なぜNTTドコモがahamoを料金プランにする必要があったのかといえば、武田良太総務大臣、ひいては菅政権の影響が非常に大きいといえる。ahamoを発表する直前の2020年11月20日に、武田大臣が他の携帯大手2社がサブブランドで導入した新料金プランを「羊頭狗肉」と強く批判、メインブランドでの料金引き下げでなければ認めないかのような発言をした。その結果、NTTドコモは急遽、「サブブランド」として提供しようとしていたahamoを「料金プラン」として提供せざるを得なくなったと見られているのだ。

だがahamoの発表当初の内容を見ると、ドコモショップでの契約やサポートができないオンライン専用プランだというだけでなく、ファミリー割引のグループ人数にカウントされない、契約年数は引継ぎがなされないなど、明らかに従来の料金は異なる要素が多く存在していた。
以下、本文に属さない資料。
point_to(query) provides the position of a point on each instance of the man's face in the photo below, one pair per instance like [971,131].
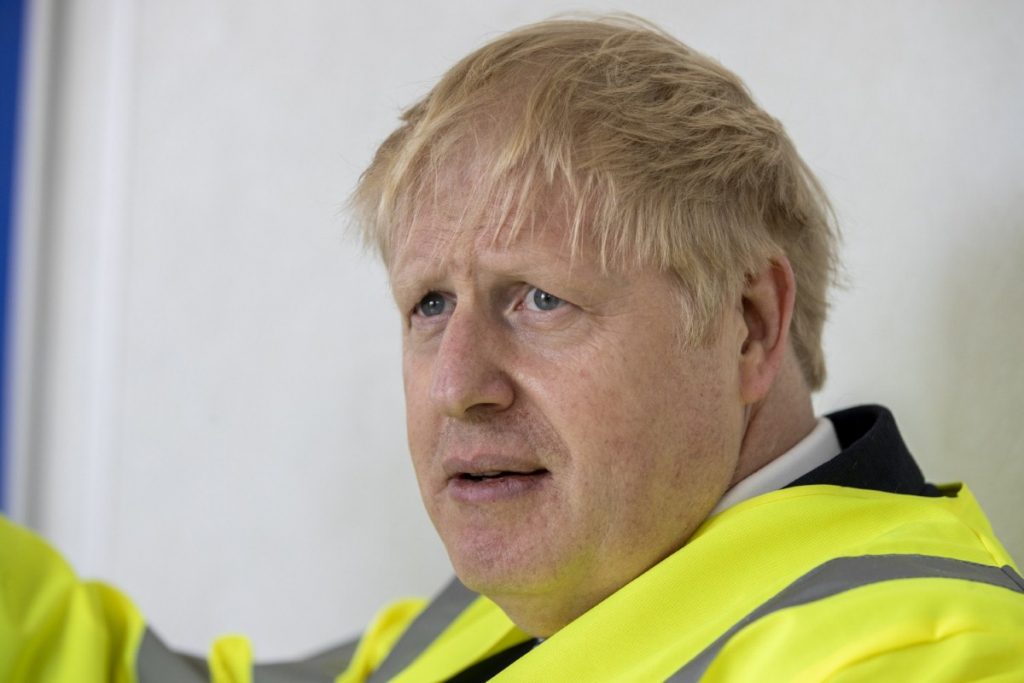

そうしたことからNTTドコモはahamoの発表後、ahamoをNTTドコモブランドの料金プランにするための変更を相次いで加えている。

具体的にはファミリー割引のグループ人数にカウントできるようにしたり、他のプランから変更した時も契約年数を引き継げるようにしたり、さらには「ケータイ補償サービス」の引継ぎができるようになったことも明らかにされている。先のドコモショップでの不自然な購入フローに関しても、ahamoを他の料金プランと共通化を図るためドコモオンラインショップ側のシステム変更が必要になり、それが間に合わなかったための対応といえるだろう。

  • 「ファミリー割引」のグループ人数にカウントされるようになったり、他プランから移行時に契約年数を引き継げるようになったりと、ahamoはサービス発表後に細かなサービス内容変更を多数実施している

これはポジティブな見方をすれば“改善”といえるのだろうが、筆者には必死に料金プランとしての辻褄合わせをしているようにしか見えない、というのが正直な所である。当初からahamoを従来のNTTドコモブランドと明確に切り離し、独立したブランドとして提供できたのであれば、消費者にこうした不自然さや複雑な印象を与えることもなかったはずだ。

ただ一連の変更を加えてもなお、ahamoではキャリアメールだけでなく留守番電話も使えない、「spモード」が提供されないのでいわゆる“キャリア課金”が利用できないなど、従来のNTTドコモの料金プランとは明確な違いが多く存在する。ドコモショップでの対応も含めサービス開始後に混乱を招く可能性は少なからずある。料金プランとなったahamoを、いかにユーザーを混乱させることなく提供できるかという点は、今後同社にとって非常に頭の痛い問題となりそうだ。